A widespread nurses’ strike across the country’s major accident and emergency departments is increasingly likely following a decision to extend a ballot for industrial action to hospitals plagued by emergency department overcrowding.
The ratcheting up of tensions between nurses and health service managers comes as Health Minister Leo Varadkar has been accused of going AWOL by Opposition TDs.
Mr Varadkar returns to Ireland today after a week-long holiday in the US during which time the trolley crisis unfolded. Yesterday, the trolley count reached 601 — the highest since the Irish Nurses and Midwives Organisation (INMO) began its trolley watch initiative a decade ago.
Health department officials refused to clarify whether Mr Varadkar had cut his trip short on foot of the crisis or if he was scheduled to return today.
Fianna Fáil health spokesman Billy Kelleher said he found it “extraordinary” that Mr Varadkar had not commented on the matter, while Sinn Féin leader Gerry Adams described the minister’s absence as “unacceptable”.
Last night, the Irish Association for Emergency Medicine (IAEM) said unless steps were taken to decant patients from emergency departments, it was inevitable that patients would die and others would have worse medical outcomes than they should have, resulting in longer stays and additional health service costs as well as avoidable grief and suffering.
Liam Doran, general secretary of the INMO, said they were seeking an immediate meeting of the emergency department taskforce to agree measures to alleviate the crisis, including opening more beds, recruiting additional nursing staff, and additional home care packages. The taskforce was convened last month by Mr Varadkar. However, Fergal Hickey, a consultant in emergency medicine and spokesman for the IAEM, said a previous taskforce published a report in 2007 “whose recommendations were by and large, not implemented”.
Dr Hickey said there was neither “the political will, nor management nous” to drive the solutions through.
Mr Doran said the INMO would meet with members from the Mater Hospital, St Vincent’s University Hospital, St James Hospital, Connolly Hospital, and Cork University Hospital to decide when to ballot members for industrial action. Balloting is under way among nurses in Limerick, University Hospital Galway, Our Lady of Lourdes Drogheda, and Midlands Regional Hospital in Mullingar. Mr Doran said industrial action would begin with a work-to-rule, escalating to withdrawal of labour, with the exception of emergency cover, if nurses’ concerns are not addressed.

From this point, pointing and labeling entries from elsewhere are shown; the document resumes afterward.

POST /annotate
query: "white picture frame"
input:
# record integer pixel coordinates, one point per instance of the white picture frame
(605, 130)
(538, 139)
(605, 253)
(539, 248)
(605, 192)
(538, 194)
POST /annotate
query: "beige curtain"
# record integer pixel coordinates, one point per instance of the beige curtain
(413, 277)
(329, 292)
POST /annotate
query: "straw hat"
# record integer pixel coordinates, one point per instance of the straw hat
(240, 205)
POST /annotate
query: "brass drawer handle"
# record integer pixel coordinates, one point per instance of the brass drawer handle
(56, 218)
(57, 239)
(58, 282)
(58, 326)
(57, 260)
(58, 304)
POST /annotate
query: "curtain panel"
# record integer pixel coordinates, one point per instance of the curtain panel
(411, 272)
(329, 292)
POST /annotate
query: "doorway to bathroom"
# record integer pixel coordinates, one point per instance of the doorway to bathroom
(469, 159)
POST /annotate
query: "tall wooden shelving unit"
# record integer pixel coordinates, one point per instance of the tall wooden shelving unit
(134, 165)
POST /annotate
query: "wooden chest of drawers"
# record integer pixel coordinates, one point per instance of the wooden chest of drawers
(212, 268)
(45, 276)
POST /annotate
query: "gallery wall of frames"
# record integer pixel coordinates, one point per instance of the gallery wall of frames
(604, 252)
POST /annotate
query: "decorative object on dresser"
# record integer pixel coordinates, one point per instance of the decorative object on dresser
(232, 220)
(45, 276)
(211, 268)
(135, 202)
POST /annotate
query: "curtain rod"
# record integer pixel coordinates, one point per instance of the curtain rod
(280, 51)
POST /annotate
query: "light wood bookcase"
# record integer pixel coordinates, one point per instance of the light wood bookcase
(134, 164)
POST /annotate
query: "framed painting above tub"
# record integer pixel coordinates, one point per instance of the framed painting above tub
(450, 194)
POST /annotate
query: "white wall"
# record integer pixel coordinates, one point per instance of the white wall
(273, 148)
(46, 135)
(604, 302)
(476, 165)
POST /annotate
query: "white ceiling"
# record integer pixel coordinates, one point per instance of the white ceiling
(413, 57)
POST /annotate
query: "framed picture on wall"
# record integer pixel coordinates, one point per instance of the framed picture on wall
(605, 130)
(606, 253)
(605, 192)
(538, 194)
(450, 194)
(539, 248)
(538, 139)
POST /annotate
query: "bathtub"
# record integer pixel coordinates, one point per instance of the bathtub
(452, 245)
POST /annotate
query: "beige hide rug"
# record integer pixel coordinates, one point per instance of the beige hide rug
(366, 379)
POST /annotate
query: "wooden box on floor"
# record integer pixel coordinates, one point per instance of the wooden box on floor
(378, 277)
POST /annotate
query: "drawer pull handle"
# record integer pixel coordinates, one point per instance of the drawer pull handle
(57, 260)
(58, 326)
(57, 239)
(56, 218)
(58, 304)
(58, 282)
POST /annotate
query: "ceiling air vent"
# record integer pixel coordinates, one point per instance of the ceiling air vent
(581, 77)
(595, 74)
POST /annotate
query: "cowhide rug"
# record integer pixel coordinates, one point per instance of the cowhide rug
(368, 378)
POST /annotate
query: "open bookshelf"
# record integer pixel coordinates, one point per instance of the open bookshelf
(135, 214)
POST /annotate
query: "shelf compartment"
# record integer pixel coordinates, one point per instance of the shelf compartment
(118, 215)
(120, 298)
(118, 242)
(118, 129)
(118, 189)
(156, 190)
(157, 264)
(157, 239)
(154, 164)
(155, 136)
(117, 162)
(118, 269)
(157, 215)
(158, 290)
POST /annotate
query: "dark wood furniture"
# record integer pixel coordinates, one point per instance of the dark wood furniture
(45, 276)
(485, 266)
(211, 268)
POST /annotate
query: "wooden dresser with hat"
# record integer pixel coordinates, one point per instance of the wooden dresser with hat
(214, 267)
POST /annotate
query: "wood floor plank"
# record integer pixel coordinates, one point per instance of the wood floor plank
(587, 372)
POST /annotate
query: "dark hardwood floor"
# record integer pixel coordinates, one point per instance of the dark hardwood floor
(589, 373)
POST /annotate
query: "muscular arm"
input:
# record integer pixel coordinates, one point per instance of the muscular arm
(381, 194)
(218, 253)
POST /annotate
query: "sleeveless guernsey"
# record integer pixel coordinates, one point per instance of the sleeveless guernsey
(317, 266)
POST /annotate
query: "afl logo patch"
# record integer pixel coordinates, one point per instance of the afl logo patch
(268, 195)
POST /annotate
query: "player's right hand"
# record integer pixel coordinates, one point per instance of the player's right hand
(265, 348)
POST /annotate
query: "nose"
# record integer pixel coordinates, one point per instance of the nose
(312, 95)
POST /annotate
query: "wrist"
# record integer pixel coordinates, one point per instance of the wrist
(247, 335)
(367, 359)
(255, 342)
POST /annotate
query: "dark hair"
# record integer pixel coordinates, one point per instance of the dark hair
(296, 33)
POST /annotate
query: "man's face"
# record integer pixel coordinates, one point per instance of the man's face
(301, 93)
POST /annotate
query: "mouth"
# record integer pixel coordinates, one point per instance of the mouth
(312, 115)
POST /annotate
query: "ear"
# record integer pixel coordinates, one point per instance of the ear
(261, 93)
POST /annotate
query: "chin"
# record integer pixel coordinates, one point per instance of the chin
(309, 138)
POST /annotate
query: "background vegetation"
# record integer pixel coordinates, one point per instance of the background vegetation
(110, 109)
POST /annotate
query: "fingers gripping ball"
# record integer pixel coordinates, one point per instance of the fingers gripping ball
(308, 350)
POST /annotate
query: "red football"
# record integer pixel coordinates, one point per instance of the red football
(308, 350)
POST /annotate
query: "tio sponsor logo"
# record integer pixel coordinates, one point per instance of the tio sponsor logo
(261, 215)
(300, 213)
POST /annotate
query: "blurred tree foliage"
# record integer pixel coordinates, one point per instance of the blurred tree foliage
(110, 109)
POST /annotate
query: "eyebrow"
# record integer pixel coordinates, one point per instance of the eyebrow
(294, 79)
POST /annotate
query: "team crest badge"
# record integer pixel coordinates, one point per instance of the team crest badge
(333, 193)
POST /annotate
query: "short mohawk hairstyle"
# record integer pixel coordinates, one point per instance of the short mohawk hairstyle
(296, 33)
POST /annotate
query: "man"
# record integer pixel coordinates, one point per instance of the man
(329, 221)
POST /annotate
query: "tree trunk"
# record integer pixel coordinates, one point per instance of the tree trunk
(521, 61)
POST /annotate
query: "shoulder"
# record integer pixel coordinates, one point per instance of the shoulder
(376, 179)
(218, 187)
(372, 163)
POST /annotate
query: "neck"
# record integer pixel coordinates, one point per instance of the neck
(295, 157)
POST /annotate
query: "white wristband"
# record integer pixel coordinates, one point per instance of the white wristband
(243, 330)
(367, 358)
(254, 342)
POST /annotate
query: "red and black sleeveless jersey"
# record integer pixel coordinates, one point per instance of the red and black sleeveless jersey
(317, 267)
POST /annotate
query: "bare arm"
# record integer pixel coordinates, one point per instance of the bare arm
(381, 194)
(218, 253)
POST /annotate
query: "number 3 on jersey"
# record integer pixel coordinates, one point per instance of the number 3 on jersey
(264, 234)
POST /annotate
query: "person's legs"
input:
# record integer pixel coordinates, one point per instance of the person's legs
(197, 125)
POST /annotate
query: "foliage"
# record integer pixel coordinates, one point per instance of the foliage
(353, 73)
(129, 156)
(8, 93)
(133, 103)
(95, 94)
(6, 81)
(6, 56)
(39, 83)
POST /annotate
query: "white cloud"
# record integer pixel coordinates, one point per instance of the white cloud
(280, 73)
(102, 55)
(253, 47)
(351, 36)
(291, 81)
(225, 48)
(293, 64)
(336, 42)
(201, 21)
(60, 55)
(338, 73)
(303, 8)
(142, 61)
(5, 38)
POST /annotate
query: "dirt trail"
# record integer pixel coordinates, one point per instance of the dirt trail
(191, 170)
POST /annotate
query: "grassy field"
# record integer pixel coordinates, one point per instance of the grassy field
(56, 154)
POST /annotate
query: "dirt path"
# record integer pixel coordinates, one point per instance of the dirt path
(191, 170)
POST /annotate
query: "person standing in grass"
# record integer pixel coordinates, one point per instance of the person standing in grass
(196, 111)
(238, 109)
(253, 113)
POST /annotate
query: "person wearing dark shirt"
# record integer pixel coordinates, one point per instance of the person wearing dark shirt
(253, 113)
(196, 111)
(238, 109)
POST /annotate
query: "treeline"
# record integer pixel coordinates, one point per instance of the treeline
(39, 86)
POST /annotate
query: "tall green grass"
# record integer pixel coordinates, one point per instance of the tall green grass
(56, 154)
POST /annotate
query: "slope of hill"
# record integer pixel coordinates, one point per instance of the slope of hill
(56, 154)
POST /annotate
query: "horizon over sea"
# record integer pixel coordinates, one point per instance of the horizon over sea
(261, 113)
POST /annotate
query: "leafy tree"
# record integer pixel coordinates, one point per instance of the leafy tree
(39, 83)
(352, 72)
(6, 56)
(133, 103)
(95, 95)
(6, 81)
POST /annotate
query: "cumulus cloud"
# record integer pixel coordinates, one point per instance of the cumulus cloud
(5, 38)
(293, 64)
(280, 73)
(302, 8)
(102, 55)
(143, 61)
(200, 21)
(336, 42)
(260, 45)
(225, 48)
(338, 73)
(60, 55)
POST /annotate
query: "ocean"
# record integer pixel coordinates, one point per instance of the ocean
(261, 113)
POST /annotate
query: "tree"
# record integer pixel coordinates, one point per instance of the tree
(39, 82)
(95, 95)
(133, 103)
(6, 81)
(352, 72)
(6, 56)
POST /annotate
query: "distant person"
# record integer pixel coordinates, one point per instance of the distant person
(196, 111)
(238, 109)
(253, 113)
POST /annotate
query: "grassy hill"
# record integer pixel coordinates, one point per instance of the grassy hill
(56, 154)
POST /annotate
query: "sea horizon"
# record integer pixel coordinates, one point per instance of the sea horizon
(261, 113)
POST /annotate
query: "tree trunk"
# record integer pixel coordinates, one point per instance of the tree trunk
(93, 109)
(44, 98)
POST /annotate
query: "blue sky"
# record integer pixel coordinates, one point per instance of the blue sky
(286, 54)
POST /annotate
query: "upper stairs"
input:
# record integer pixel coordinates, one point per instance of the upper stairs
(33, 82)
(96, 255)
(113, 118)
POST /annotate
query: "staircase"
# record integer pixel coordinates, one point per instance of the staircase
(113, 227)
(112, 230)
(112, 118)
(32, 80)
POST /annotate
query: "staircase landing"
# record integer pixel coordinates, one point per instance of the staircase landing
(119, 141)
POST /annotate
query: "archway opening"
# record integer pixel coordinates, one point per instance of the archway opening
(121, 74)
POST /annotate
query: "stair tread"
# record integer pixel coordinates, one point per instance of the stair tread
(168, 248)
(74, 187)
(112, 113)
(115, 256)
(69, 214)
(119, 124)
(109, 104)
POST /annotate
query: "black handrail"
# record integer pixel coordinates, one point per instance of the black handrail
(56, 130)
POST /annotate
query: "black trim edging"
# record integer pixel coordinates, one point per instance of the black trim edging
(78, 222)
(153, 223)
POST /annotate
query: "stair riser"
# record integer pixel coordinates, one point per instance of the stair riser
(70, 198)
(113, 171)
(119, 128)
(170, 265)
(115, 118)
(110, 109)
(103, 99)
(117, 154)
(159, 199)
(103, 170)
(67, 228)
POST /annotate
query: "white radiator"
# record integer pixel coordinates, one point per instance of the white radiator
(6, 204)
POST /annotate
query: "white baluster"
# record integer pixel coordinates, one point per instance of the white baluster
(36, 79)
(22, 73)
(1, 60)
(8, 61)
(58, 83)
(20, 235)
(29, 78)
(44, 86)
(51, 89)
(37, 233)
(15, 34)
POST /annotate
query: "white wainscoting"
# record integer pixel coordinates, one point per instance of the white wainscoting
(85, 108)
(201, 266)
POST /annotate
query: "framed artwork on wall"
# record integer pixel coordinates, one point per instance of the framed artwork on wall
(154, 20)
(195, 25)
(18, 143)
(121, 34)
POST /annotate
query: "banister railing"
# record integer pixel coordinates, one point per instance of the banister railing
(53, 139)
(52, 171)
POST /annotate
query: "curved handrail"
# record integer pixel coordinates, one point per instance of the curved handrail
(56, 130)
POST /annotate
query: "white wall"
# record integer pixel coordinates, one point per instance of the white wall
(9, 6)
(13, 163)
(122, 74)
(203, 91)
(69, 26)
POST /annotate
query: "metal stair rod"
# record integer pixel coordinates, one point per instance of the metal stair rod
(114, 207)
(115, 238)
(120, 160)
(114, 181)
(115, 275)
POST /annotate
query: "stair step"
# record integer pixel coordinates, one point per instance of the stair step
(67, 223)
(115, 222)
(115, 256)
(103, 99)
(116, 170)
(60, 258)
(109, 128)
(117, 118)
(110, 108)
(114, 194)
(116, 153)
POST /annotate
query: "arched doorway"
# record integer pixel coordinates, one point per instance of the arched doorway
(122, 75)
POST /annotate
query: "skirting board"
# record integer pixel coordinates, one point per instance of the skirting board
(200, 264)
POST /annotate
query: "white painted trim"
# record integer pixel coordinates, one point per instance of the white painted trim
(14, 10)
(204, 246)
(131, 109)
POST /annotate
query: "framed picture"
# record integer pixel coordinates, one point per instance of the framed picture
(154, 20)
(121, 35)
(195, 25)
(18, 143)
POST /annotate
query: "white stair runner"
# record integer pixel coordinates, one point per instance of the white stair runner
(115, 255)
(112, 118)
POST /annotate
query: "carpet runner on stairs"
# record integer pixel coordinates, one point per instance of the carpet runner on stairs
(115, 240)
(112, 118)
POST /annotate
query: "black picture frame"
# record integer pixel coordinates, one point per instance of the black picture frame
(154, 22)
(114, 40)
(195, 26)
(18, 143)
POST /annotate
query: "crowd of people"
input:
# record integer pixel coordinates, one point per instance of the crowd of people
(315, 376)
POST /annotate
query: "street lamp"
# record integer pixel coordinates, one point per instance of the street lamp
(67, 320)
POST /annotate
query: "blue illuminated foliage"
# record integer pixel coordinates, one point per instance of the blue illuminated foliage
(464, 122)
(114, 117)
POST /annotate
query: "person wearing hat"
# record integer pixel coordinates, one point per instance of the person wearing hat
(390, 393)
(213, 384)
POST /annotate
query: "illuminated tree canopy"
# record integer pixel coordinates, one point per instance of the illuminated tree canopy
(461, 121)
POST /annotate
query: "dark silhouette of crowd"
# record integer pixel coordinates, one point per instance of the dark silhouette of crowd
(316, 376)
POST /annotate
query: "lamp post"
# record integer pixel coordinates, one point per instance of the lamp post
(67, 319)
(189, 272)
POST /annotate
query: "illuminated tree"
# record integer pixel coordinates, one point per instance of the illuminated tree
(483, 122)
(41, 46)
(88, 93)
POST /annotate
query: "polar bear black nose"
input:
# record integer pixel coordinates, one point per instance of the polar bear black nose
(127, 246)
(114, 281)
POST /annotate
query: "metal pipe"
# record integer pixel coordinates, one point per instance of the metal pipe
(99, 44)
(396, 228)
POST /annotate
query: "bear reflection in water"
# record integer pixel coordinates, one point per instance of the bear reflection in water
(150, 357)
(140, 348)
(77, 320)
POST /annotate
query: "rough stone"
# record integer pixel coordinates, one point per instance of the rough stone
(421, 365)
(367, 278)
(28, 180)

Nurses at Beaumont Hospital have voted in favour of industrial action to commence on January 27. Yesterday, the hospital cancelled all planned surgery for the week, with the exception of cancer cases, as it attempts to get on top of its & emergency department overcrowding crisis. A national nurses’ protest is planned for next Wednesday.
A statement from the HSE last night said the pressure on emergency departments was “likely to continue in the weeks ahead as the seasonal surge in demand continues”.
It added that, to deal with the surge, all hospitals have invoked escalation plans “which include the opening of additional overflow areas, curtailing non-emergency surgery, providing additional diagnostics and strengthening discharge planning”. It said as an immediate result, hospitals yesterday “successfully reduced the total number of patients waiting for admission by 30% — from 513 to 354 by 2pm”.
Meanwhile, the Irish Medical Organisation warned that GP surgeries could be overwhelmed with extra patients if the crisis & continues.